The habits that fueled such giving—hard work, frugality, smart investing, and generosity—grew out of experiencing lean, unforgiving years between World War I and the Great Depression. Jones was born in Nephi, Utah, in 1918, just before his father left for the war. He began chores at a young age, caring for his grandfather’s chickens and doing work for other farmers, including loading hay in a barn using a horse and rope for 25 cents a day. Sometimes he wouldn’t get paid, but he learned from his grandfather and parents to have compassion for the families that just weren’t making it and give them help anyway.
In their search for work, the family eventually settled down to farm and ranch in Byron, Wyoming. As family friend Lynette Bloom Erickson (BS ’78, MA ’87) describes, in order to be hired to work at a nearby grocery store, Jones was given a test—to clean up a cellar of rotten potatoes. “It was a stinky and dirty job, but LaVar passed the test. LaVar knew how to work hard,” she says. When the family discovered oil on their property, they added oil drilling to their workload.
Jones enrolled at BYU in 1936 and after a time joined the Navy Air Corps, becoming a WWII pilot and navigator for the duration of the war. He narrowly missed Pearl Harbor, the Battle of Midway, and other tragic confrontations because of random assignments or flights that kept him away.
After his discharge from the Navy, Jones returned to BYU just four days later. Upon his return, he received a letter inviting him to meet with Dean Henry Eyring and wondered, “What have I done now? I’m in trouble.” But when Jones went to see Eyring, the dean simply asked, “What did you do in the war?” After Jones told him all the things he’d learned as a pilot, from physics to astronomy, Eyring said, “Well, you’ve got enough credit to graduate at the end of the semester,” granting him a whole semester’s worth of credit for his experience. Jones, ever anxious to move forward, marveled at his good fortune.
After dental school at Northwestern University in Chicago, Jones earned a master’s degree in dentistry and became the chief surgical resident at Charity Hospital in New Orleans, where he was respected as a brilliant surgeon. Jones later set up a practice in Billings, Montana. He loved the complex challenge of reconstructing jaws and faces shattered from terrible accidents, a skill his wife calls “a gift from God.” Long on talent, Jones was never short on humor. He recalls a man in New Orleans who had been injured in a fight. The man kept popping off the elastics that Jones had placed to hold his teeth and jaw together. He asked the man, “Do you ever want to eat again?” But the man kept doing it, so Jones finally put the man’s arms in casts so his jaw could heal.

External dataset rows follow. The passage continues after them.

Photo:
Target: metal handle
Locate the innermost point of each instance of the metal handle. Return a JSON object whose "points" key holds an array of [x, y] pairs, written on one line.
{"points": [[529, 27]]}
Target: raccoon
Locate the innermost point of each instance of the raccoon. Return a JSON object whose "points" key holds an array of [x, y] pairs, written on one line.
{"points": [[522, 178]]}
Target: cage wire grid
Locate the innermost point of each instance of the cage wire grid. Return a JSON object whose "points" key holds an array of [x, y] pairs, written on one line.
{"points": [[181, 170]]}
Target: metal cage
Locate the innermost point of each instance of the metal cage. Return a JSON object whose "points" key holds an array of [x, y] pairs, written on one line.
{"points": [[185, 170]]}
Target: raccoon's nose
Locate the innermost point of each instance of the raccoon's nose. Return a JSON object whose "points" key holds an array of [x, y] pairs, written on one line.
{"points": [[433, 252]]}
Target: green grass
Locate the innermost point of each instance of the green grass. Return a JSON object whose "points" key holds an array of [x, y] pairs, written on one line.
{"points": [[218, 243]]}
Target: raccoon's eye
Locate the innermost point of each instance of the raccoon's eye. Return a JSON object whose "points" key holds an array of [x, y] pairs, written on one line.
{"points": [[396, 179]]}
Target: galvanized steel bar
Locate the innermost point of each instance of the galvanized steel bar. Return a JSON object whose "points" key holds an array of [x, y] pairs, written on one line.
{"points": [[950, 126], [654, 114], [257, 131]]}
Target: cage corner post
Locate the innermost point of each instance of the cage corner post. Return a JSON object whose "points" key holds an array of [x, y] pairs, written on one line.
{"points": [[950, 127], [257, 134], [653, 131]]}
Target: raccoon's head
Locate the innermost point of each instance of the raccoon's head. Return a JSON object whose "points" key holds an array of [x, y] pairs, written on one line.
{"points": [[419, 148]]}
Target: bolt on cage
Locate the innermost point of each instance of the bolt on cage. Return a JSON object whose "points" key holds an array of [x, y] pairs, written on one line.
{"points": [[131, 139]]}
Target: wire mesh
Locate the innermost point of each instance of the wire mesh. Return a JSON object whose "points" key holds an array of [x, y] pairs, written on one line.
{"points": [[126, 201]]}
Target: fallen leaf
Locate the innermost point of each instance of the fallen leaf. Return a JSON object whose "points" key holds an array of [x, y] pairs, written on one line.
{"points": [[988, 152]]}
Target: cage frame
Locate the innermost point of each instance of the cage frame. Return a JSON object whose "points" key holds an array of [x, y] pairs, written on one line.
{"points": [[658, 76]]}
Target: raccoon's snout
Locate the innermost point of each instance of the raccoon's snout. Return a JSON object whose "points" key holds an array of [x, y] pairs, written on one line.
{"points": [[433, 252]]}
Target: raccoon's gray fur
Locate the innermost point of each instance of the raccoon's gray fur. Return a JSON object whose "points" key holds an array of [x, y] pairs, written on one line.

Jones’s partners urged him to join them for golf, but he always refused, preferring to use that time for his own passion: learning all he could about the stock market. He got so good with stocks that they became his primary income—“a good thing, too, because he often did his surgeries for free or charged very little,” says Elaine. Adds Jones: “It’s true—a lot of people there [in Montana] couldn’t afford it.”
Even at 100 Jones fairly hummed with energy. “It’s his commitment,” says Elaine. “He doesn’t mess around. He has a goal and goes toward it. If he’s weeding a patch, he knows where he’s going to end up and when it will be done, and he’s not going to play around. He’s that way with everything. He decided to be a top-four maxillofacial surgeon, and he was.” To this, Jones simply says, modestly, “Well, I had good teachers.”
Upon retirement, Jones took up silversmithing and golf but ultimately returned to the hobby his mind craved most: investing and teaching others how. He and Elaine, both widowed, married in 2005 and began traveling the world on cruise ships, reading good books and Forbes, Money, and Kiplinger’s. “He was eager to share what he learned about the importance of investing early and wisely with family members and friends, waiters and starving writers, and newlyweds and nearly deads,” says Erickson. “It didn’t matter who it was. He would inevitably start a conversation leading to investing.”
As LaVar and Elaine considered how best to bless others with their good fortune, they turned to BYU and budding educators. Asked what 100-year-old perspective BYU students need to hear today, Jones said with conviction, “They have to learn discipline and keep at it and not be distracted by other things.” It’s the formula that defined his life.
As this article was being prepared, Enos LaVar Jones passed away in November at age 100 while traveling with his wife in Okinawa, Japan.